Where to begin? Have you ever walked out of a movie theater with your head aching, and not from the loud noises and frenetic camera movement of a typical Hollywood action flick, but from the twisting and turning of a story, the vast questions it poses, and the sheer size of the ideas woven into a film? In my experience, almost every Nolan film demands your mind to try and squeeze all that was just presented into coherent sequence and break events down so you don’t virtually implode (the exception being Batman Begins, not because I consider it inferior to the rest of his filmography, but simply because it is the beginnings of a trilogy and thus less vast in its reach as a solitary story and works more as the teasing of a larger picture).

That’s not to say Mr. Nolan presents his films in a manner of incoherence, just that he has a knack for telling complex stories which test and tease your brain and inflict chaos on your senses at every turn. Subsequent to my first viewing of Inception, the sophisticated dream-invasion sci-fi epic, my brain throbbed from the intricate layers, broad ideas and concepts, and profuse questions that filled my head. Even in his feature-length debut Following, with a budget of just $6,000, Nolan wove a labyrinth tale of conspiracy and scheming into a short hour and ten minute run time.

Nolan often employs non-linear narrative, which means the story is told out of chronological sequence. The Prestige’s narrative switches between multiple characters and flashbacks/forwards while telling a story of intrigue and deception in the world of magicians.
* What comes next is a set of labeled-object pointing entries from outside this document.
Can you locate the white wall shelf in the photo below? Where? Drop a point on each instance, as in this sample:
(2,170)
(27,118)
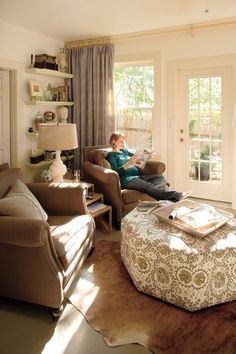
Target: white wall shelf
(33,134)
(48,72)
(43,164)
(48,103)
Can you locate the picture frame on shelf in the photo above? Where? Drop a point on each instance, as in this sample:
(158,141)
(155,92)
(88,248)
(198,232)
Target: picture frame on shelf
(35,90)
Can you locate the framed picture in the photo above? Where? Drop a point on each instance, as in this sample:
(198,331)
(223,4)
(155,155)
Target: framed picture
(35,88)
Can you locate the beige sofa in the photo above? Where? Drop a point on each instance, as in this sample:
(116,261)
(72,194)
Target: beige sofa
(40,258)
(97,170)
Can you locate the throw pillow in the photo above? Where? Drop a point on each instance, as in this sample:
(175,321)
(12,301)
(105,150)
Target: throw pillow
(22,203)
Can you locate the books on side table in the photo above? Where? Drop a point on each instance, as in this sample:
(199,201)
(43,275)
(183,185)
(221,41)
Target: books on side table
(95,207)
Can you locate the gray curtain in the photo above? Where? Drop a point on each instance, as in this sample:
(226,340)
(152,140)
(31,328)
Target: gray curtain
(91,90)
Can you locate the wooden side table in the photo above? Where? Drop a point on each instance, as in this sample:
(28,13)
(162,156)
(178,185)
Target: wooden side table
(100,214)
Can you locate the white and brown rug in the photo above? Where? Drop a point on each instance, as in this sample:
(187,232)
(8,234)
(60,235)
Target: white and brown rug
(111,304)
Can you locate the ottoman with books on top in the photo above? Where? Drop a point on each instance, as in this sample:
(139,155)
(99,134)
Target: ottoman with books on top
(191,270)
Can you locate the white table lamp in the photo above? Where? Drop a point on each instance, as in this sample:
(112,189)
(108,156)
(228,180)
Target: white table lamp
(57,137)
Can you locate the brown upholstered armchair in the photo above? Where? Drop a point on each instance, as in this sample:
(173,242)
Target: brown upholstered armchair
(40,258)
(97,170)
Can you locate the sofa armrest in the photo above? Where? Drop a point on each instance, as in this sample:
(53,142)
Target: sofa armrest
(153,167)
(101,174)
(60,198)
(24,232)
(29,266)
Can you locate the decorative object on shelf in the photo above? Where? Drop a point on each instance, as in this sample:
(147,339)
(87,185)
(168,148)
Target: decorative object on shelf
(77,175)
(48,94)
(38,119)
(57,137)
(35,90)
(62,114)
(36,156)
(49,116)
(60,93)
(31,61)
(45,61)
(46,176)
(62,61)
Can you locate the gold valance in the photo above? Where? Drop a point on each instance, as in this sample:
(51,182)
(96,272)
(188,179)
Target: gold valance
(88,42)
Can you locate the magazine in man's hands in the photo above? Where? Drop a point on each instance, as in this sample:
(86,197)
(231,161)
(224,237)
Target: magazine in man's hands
(142,155)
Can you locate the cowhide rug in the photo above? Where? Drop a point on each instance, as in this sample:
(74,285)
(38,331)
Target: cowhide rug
(113,306)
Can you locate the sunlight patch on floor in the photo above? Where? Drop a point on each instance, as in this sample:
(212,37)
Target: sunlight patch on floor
(64,333)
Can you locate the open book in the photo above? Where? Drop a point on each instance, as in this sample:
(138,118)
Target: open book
(198,218)
(142,156)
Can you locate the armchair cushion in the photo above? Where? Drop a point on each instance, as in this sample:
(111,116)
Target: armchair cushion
(21,202)
(99,158)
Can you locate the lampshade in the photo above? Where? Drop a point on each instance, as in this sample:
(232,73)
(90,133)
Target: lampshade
(57,136)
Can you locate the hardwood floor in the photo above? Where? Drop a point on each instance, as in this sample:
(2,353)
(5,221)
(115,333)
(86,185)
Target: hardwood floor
(27,328)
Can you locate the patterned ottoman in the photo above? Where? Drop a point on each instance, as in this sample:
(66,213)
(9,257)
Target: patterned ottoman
(176,267)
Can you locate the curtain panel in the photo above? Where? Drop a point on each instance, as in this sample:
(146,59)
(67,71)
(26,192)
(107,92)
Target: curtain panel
(91,90)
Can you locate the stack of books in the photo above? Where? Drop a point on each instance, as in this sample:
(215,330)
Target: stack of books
(95,207)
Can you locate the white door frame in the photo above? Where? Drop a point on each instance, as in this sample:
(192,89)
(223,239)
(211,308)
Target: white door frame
(16,109)
(173,68)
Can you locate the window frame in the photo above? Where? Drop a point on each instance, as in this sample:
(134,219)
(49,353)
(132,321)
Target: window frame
(153,59)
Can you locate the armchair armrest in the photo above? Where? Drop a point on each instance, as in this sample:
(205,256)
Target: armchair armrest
(23,232)
(101,174)
(153,167)
(60,198)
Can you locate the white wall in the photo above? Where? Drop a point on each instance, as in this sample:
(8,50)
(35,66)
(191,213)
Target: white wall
(178,49)
(17,44)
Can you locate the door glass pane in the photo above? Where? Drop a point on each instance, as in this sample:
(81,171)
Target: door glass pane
(205,129)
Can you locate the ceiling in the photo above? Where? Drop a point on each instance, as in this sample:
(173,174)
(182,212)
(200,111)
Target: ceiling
(70,20)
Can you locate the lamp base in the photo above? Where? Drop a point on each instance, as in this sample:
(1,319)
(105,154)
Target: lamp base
(57,169)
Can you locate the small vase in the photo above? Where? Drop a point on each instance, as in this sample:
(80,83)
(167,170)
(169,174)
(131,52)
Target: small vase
(48,93)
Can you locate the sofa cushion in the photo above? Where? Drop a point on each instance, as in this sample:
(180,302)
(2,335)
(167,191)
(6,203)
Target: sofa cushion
(8,178)
(21,202)
(69,235)
(4,166)
(99,158)
(131,196)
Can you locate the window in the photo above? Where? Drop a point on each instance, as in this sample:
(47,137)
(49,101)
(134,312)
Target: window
(205,129)
(134,103)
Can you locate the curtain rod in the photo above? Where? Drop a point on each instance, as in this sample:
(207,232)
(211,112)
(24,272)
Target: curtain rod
(88,42)
(191,28)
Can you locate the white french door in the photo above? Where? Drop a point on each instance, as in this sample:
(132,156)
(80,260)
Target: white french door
(203,148)
(4,117)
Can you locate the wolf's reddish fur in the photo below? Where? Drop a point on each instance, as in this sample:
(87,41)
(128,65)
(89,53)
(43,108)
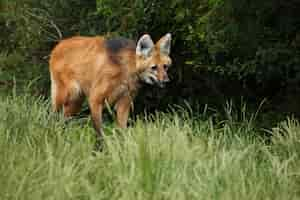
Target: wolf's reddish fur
(105,70)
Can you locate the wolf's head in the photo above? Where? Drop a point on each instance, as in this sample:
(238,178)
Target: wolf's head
(153,60)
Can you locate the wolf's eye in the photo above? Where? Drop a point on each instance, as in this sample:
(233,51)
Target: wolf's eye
(154,67)
(166,67)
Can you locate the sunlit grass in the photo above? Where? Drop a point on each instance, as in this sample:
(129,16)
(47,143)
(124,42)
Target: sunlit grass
(165,156)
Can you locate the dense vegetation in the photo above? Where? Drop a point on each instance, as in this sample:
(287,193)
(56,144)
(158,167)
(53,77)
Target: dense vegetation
(200,140)
(220,48)
(165,156)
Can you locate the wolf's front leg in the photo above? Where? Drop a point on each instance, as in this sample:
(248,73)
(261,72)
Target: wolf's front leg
(123,108)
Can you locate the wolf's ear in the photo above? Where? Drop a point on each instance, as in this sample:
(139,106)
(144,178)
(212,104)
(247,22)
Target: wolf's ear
(144,46)
(164,44)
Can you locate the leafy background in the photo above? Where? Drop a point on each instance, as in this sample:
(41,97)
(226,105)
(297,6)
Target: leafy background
(221,49)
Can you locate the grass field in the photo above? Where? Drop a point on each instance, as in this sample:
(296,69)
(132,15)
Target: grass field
(166,156)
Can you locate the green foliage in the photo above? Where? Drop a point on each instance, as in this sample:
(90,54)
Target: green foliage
(166,156)
(217,44)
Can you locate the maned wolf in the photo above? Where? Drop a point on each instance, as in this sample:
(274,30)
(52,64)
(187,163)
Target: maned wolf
(105,70)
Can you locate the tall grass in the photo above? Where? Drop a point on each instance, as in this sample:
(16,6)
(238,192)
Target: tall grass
(165,156)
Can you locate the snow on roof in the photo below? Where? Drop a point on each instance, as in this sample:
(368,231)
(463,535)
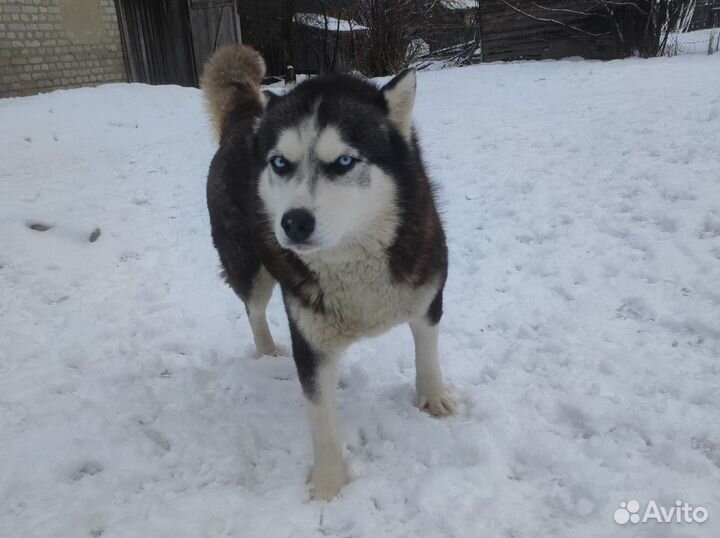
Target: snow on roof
(317,20)
(458,5)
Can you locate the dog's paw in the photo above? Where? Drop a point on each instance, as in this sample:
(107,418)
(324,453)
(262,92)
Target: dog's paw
(438,405)
(326,483)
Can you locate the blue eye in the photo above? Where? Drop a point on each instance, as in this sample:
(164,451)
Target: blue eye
(346,161)
(278,163)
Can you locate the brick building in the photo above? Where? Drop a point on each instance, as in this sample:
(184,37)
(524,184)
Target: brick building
(51,44)
(48,44)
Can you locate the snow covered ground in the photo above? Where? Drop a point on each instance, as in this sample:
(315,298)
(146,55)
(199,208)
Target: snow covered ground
(581,336)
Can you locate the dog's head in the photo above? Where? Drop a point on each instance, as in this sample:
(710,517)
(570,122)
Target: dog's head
(334,153)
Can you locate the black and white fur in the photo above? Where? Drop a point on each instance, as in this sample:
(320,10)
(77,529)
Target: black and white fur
(324,192)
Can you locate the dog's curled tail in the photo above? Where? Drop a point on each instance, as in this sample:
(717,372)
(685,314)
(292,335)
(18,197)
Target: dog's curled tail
(231,79)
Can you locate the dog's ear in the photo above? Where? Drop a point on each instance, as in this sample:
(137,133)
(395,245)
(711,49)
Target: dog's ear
(271,98)
(400,96)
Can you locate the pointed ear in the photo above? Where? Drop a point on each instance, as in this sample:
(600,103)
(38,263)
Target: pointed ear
(400,96)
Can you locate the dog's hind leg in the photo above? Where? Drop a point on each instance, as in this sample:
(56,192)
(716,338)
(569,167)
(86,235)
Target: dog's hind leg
(431,394)
(256,307)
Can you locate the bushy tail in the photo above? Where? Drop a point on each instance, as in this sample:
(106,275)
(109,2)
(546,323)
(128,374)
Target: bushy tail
(231,79)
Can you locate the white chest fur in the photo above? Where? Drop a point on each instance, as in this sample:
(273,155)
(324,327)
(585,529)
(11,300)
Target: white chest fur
(360,299)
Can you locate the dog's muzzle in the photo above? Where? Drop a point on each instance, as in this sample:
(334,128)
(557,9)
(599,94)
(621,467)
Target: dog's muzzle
(298,224)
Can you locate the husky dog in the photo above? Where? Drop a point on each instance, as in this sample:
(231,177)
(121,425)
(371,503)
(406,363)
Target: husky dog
(323,190)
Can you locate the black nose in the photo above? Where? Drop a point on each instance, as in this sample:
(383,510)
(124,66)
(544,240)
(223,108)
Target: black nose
(298,224)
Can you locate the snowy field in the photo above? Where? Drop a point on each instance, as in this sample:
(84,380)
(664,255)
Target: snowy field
(581,337)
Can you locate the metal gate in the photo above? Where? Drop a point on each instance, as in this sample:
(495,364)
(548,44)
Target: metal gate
(168,41)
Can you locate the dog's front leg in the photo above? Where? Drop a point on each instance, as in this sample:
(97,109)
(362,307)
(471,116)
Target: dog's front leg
(431,394)
(318,376)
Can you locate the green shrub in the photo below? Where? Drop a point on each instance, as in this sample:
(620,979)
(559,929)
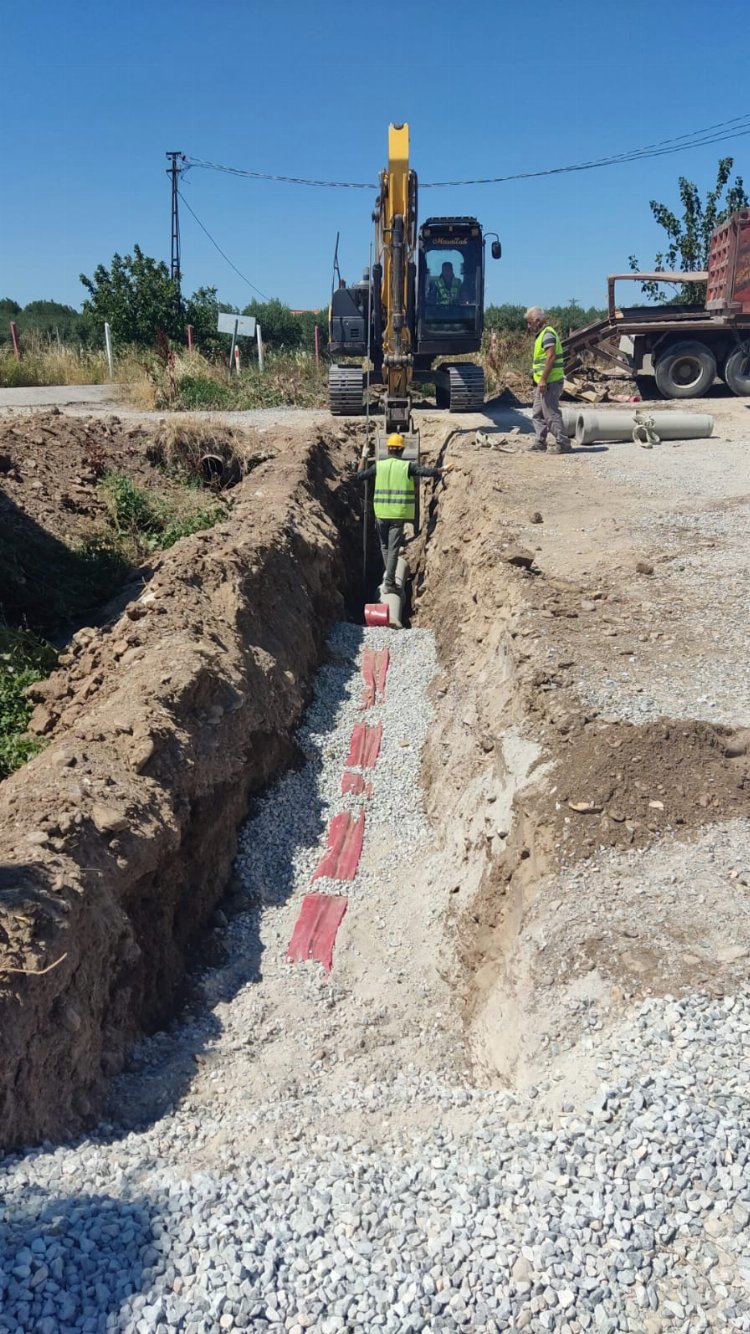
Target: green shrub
(23,659)
(146,523)
(198,391)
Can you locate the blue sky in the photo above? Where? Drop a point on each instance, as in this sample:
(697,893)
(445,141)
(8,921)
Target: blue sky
(94,95)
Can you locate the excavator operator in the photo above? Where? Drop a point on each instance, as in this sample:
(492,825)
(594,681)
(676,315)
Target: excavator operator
(394,500)
(447,287)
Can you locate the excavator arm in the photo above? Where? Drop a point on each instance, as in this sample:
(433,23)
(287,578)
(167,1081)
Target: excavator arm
(395,247)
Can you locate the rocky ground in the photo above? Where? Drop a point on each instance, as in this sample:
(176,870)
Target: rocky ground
(521,1099)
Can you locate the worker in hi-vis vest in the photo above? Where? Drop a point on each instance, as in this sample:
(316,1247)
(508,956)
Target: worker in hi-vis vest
(547,372)
(394,499)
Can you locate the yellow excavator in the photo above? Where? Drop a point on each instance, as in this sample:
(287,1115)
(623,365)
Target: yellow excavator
(423,300)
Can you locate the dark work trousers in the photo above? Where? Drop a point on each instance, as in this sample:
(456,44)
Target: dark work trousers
(390,531)
(546,415)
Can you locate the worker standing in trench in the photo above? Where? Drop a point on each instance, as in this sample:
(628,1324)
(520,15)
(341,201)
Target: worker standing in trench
(394,499)
(547,372)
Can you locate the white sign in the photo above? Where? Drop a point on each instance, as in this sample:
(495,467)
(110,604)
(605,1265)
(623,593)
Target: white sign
(242,326)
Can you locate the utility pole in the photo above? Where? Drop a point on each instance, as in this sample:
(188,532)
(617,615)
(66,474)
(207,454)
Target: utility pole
(175,271)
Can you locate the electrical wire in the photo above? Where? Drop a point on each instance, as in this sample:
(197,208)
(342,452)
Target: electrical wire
(220,251)
(725,130)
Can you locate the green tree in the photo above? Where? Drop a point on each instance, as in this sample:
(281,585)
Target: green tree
(8,311)
(689,236)
(136,296)
(202,311)
(278,326)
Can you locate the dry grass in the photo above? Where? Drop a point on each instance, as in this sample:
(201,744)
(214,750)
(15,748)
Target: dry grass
(51,363)
(194,382)
(206,451)
(188,380)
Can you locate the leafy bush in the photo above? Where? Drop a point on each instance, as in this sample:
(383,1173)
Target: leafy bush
(147,523)
(23,660)
(136,296)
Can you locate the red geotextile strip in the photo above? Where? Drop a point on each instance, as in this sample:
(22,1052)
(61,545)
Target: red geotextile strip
(315,930)
(354,785)
(364,746)
(374,669)
(346,837)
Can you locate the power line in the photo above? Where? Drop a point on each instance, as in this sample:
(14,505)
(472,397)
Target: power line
(722,131)
(215,243)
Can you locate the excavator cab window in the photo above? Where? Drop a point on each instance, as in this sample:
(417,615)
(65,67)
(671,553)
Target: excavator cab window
(451,280)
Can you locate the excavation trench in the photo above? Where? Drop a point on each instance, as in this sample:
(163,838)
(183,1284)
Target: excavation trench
(563,835)
(120,838)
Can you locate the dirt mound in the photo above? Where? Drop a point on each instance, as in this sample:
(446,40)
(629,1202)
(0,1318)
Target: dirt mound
(621,785)
(116,842)
(537,798)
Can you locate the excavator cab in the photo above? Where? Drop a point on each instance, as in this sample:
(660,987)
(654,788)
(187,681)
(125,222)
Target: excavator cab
(450,306)
(423,302)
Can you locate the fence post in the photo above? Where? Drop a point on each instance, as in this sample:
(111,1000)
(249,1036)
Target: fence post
(108,346)
(232,347)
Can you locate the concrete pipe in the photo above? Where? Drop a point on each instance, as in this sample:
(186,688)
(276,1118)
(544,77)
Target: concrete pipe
(622,426)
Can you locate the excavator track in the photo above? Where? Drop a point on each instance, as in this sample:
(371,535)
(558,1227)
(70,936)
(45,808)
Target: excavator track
(466,387)
(346,390)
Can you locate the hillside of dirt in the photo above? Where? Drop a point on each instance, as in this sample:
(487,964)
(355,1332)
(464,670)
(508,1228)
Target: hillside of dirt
(591,734)
(118,839)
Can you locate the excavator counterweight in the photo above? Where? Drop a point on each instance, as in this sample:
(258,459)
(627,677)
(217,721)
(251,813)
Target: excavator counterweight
(423,302)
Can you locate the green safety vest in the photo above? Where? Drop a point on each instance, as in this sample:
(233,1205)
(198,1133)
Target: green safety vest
(395,494)
(447,292)
(541,358)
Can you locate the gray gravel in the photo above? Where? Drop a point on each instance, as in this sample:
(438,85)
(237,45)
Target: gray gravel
(699,543)
(409,1201)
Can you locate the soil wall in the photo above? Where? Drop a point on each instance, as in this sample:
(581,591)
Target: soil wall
(116,842)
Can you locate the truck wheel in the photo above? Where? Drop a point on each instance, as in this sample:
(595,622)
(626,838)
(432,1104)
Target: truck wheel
(685,371)
(737,370)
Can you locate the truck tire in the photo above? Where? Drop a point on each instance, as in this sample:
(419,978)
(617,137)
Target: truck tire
(685,370)
(737,370)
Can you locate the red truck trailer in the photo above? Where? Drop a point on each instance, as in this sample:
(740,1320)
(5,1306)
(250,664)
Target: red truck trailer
(681,347)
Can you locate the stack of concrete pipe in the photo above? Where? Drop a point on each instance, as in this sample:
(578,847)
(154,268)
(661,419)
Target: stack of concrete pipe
(635,424)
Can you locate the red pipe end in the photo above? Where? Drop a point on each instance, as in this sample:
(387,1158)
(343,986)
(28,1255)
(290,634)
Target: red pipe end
(377,614)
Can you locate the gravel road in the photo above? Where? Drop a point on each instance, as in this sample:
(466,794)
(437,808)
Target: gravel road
(406,1201)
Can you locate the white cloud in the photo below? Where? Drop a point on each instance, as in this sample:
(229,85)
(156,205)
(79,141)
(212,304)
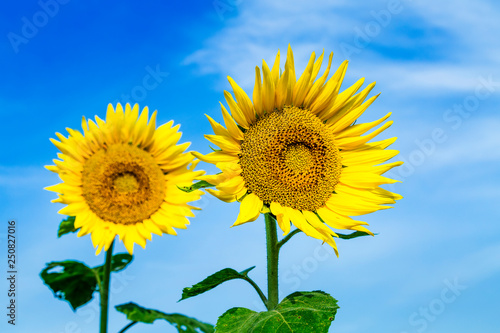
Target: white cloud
(262,27)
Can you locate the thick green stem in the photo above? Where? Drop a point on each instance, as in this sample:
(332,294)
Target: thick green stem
(128,326)
(272,262)
(104,291)
(256,287)
(287,238)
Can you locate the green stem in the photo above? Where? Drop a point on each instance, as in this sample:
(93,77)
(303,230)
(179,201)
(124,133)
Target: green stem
(272,262)
(128,326)
(104,291)
(287,238)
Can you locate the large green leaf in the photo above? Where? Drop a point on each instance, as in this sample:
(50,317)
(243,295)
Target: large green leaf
(182,323)
(213,281)
(75,283)
(66,226)
(195,186)
(300,312)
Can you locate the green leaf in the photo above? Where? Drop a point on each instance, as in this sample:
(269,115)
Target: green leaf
(213,281)
(195,186)
(353,235)
(118,262)
(182,323)
(75,283)
(300,312)
(67,226)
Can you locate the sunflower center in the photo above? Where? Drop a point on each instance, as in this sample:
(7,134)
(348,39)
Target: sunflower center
(298,158)
(126,183)
(289,156)
(123,184)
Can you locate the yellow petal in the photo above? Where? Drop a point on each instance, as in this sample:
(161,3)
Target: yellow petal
(303,84)
(267,89)
(222,195)
(226,144)
(249,209)
(257,93)
(235,110)
(231,126)
(244,102)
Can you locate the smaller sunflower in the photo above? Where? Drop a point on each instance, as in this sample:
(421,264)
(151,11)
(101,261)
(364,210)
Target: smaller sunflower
(121,177)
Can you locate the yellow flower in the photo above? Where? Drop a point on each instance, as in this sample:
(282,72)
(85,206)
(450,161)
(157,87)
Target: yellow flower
(294,151)
(121,177)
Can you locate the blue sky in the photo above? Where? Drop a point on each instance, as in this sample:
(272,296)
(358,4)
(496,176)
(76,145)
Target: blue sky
(434,265)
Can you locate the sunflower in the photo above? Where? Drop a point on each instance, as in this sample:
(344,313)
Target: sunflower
(294,151)
(121,177)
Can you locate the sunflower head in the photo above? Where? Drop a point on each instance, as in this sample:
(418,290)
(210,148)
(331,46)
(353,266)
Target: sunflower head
(121,176)
(294,150)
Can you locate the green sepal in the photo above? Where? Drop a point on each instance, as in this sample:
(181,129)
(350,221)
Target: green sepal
(195,186)
(76,282)
(182,323)
(66,226)
(300,312)
(213,281)
(354,235)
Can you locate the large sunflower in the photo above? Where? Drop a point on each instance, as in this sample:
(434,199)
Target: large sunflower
(295,151)
(121,177)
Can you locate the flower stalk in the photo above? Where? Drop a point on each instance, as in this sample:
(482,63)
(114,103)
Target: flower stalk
(272,262)
(104,290)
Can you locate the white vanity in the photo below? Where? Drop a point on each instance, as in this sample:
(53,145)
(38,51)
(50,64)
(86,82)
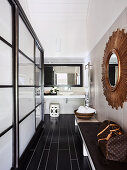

In Memento, the film begins at the end, and then plays backwards in fragmented segments interspersed with flashback clips from earlier in the story. This ingenious approach has been called a gimmick by some, but I just can’t see it that way. If a narrative technique can absorb and immerse a viewer in a way they haven’t seen before and lift the film itself to a different level, I say full speed ahead.

That’s the beauty of Mr. Nolan; I believe he is truly one of the few American directors striving to reach new, groundbreaking areas of cinema. He is not satisfied with settling for something that has been done a thousand times before, but for what is ahead. For what lies in the expansive space of the unknown and unexplored. Even when dealing with material handled by many before him, Nolan was able to give the Batman series a fresh and innovative approach that felt as original as the rest of his work.

Watching any one of his films, I instantly hand all the problems and woes in my life over to Mr. Nolan in exchange for not only total escapism, but the knowledge that my brain power will be used elsewhere.

Nolan demands your attention from the opening credits to the final curtain, pinning you to your seat throughout. Though never cheating the audience, Nolan does not hold the viewers hand: blink for a moment and you may miss a sign or symbol, message or clue. If you’re prepared for a mind-bending and complex ride that will both test and ultimately satisfy, allow yourself to be swept away in the ever-expanding Nolanverse. Are you watching closely?